Untitled (Purple, White, and Red)

Description

Untitled (Purple, White, and Red) follows the characteristic format of Mark Rothko’s mature work, in which stacked rectangles of color appear to float within the boundaries of the canvas. By directly staining the canvas with many thin washes of pigment and paying particular attention to the edges where the fields interact, he achieved the effect of light radiating from the image itself. This technique suited Rothko’s metaphysical aims: to offer painting as a doorway into purely spiritual realms, making it as immaterial and evocative as music, and to directly communicate the most essential, raw forms of human emotion.

Provenance

Estate of the artist, 1970; sold, Marlborough A. G., Liechtenstein/Marlborough Gallery, New York, to Sigmund E. Edelstone, Chicago, 1970; partially given to the Art Institute, 1983; remaining percentage bequeathed to the Art Institute, 1984.

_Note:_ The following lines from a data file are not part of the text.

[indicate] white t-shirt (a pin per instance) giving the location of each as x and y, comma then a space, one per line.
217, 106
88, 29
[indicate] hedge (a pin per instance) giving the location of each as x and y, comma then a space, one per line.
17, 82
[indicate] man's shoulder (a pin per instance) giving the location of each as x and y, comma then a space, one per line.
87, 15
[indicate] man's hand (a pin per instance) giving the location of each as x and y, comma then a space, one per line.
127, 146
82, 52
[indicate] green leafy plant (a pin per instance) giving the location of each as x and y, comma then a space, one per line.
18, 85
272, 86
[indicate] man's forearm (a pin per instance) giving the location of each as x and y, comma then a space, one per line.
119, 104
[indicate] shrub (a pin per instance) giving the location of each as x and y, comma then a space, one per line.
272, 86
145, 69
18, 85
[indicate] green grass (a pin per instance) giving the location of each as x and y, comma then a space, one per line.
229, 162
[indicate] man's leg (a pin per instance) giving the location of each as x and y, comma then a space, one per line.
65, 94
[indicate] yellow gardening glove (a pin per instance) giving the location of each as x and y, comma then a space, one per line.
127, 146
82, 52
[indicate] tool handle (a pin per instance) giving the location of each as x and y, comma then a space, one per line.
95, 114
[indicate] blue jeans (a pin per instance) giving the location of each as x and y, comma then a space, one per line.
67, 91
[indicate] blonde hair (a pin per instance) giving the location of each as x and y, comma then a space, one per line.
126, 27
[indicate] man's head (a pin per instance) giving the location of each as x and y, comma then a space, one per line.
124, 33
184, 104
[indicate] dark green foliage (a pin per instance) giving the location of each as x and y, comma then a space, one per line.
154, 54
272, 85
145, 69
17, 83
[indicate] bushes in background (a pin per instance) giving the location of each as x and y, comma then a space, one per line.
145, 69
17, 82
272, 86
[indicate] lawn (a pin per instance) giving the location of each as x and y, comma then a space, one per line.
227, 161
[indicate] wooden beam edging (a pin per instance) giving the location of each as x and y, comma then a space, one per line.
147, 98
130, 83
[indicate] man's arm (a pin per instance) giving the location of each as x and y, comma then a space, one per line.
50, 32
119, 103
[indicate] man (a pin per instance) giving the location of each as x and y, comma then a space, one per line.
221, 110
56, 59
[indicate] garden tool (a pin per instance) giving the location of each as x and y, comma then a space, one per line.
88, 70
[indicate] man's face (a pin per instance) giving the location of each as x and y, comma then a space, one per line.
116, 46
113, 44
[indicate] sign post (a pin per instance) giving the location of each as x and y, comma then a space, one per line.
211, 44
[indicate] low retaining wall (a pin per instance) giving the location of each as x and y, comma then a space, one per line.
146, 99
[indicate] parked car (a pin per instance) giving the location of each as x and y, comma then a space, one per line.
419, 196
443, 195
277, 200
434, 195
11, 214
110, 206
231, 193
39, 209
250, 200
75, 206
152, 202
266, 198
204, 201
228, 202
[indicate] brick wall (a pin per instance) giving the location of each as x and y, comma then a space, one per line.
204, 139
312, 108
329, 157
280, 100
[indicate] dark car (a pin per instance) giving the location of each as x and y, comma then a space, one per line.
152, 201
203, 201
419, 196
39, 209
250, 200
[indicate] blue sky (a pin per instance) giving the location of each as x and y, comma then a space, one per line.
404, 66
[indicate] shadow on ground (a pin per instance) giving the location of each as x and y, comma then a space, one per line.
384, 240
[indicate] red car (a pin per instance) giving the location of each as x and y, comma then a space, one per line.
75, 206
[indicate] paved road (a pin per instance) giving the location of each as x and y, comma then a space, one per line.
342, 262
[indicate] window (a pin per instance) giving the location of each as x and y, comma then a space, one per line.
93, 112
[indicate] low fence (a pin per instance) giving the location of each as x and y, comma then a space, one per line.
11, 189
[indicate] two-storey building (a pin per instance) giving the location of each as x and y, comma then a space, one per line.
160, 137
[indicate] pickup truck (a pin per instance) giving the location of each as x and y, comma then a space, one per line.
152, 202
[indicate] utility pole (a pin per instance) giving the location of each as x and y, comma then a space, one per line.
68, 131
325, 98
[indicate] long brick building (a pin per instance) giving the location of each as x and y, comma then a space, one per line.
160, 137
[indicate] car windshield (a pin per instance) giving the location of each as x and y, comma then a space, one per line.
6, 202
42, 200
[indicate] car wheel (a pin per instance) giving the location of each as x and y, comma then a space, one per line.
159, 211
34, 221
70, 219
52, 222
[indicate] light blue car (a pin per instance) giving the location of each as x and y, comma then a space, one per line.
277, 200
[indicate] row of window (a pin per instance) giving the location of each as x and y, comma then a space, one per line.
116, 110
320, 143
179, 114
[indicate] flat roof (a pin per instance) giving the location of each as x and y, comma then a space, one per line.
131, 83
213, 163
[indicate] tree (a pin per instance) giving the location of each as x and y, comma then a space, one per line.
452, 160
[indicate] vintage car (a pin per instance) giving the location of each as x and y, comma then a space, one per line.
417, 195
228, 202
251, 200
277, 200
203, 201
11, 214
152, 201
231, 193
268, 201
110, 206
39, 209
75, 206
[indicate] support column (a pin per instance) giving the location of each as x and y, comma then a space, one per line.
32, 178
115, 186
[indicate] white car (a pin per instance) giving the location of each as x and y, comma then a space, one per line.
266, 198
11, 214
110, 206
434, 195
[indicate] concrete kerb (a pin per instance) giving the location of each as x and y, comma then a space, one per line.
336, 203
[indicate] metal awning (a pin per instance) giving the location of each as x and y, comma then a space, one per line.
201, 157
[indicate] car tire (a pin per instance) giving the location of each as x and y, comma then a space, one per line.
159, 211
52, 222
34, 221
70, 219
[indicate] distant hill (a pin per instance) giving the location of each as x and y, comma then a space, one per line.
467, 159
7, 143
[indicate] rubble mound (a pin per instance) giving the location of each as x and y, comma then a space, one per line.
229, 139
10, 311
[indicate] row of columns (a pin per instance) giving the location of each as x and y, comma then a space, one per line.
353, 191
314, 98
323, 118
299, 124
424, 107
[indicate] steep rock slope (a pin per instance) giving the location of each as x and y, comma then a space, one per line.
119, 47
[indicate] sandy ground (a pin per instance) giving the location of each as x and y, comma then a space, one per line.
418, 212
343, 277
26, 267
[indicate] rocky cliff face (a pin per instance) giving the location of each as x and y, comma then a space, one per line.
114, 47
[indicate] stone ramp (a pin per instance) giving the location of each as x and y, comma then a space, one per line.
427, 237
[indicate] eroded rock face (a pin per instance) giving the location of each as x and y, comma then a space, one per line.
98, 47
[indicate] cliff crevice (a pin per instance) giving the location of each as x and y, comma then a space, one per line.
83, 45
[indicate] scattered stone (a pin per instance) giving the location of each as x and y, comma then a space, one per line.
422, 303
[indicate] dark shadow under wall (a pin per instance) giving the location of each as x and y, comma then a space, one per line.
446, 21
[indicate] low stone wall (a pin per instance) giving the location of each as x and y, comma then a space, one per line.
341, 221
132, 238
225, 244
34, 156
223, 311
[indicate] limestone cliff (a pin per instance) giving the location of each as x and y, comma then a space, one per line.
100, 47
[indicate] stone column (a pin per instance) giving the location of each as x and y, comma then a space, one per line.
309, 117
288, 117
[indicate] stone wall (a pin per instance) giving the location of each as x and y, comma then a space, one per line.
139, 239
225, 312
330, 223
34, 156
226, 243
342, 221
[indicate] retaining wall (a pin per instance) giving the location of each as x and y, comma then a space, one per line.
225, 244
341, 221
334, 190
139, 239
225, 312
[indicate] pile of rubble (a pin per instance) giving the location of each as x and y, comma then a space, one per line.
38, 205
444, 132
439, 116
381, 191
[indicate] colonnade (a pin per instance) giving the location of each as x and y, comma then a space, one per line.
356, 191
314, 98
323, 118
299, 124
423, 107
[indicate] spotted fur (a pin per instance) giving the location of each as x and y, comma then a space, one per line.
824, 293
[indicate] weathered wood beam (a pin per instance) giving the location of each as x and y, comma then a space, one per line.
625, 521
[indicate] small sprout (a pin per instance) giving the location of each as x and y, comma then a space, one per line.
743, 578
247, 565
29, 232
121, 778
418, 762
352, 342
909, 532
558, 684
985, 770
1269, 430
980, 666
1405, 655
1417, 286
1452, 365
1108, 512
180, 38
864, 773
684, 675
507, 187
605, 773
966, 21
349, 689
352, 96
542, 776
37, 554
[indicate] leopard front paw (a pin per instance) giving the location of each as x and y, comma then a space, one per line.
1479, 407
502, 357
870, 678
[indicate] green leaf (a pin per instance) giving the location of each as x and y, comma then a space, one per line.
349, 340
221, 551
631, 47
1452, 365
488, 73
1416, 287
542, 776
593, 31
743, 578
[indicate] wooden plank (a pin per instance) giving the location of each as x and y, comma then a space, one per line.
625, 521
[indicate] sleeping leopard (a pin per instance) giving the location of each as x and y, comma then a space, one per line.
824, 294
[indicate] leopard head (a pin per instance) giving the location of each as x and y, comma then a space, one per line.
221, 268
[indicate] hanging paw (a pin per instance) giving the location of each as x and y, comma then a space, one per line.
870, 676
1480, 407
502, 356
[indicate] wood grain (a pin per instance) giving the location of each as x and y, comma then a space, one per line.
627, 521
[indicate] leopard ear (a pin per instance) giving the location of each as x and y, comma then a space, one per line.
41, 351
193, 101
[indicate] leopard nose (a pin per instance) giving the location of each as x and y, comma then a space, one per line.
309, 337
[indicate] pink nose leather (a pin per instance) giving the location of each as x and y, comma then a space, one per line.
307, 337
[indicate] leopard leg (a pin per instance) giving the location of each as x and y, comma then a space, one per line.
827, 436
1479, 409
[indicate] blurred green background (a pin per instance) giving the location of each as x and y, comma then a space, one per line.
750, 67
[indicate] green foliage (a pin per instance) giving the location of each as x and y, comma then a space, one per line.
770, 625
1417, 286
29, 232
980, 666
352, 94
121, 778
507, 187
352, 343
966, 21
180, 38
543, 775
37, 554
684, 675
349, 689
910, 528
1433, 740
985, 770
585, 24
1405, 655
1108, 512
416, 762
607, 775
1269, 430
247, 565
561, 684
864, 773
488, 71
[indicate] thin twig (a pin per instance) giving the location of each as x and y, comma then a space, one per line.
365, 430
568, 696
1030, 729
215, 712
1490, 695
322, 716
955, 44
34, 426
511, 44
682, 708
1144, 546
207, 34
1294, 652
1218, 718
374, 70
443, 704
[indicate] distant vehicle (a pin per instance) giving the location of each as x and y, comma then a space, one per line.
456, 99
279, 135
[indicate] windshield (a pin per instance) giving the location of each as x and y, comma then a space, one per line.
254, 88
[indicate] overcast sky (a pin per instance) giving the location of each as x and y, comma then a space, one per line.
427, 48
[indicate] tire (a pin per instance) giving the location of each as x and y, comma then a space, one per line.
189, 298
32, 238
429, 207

Untitled (Purple, White, and Red)

Mark Rothko

1953

Accession Number

100472

Medium

Oil on canvas

Dimensions

Unframed: 197.5 × 207.7 cm (77 13/16 × 81 13/16 in.); 197.5 × 207.7 cm (77 3/4 × 81 3/4 in.)

Classification

oil on canvas

Museum

The Art Institute of Chicago

Chicago, United States

Credit Line

Gift of Sigmund E. Edelstone

Background & Context

Background Story

"Untitled (Purple, White, and Red)" is a 1953 oil on canvas by Mark Rothko that captures the American Color Field painter in his most mature and chromatically sublime mode, the image showing floating rectangles of purple, white, and red with the same soft edges and luminous depth that made Rothko's classic works among the most powerful expressions of abstract spiritualism in twentieth-century art. The composition is a very large canvas—197.5 × 207.7 centimeters—showing three floating color fields with the oil on canvas creating a surface of extraordinary scale and emotional impact. The 1953 date places this work in the period of Rothko's most classic and influential color field paintings, when he was producing the works that established his reputation as the leading abstract expressionist painter. Art historians have connected this painting to the broader tradition of the sublime in modern art, from the paintings of Newman to the installations of the contemporary period, noting that Rothko's treatment is more focused on the chromatic resonance and the emotional transcendence, the transformation of color into spiritual experience, than the compositional structure or the formal analysis of these other traditions.

Cultural Impact

This 1953 oil canvas made purple-white-red classically sublime through very large 197cm soft-edge floating rectangles and luminous emotional transcendence, using mature classic period to transform three-color field into spiritual experience beyond Newman formal compositional analysis.

Why It Matters

It matters because Rothko painted purple and red and made the canvas feel like it was holding its breath before something infinite—proving that even a color could be a cathedral if the scale was vast enough.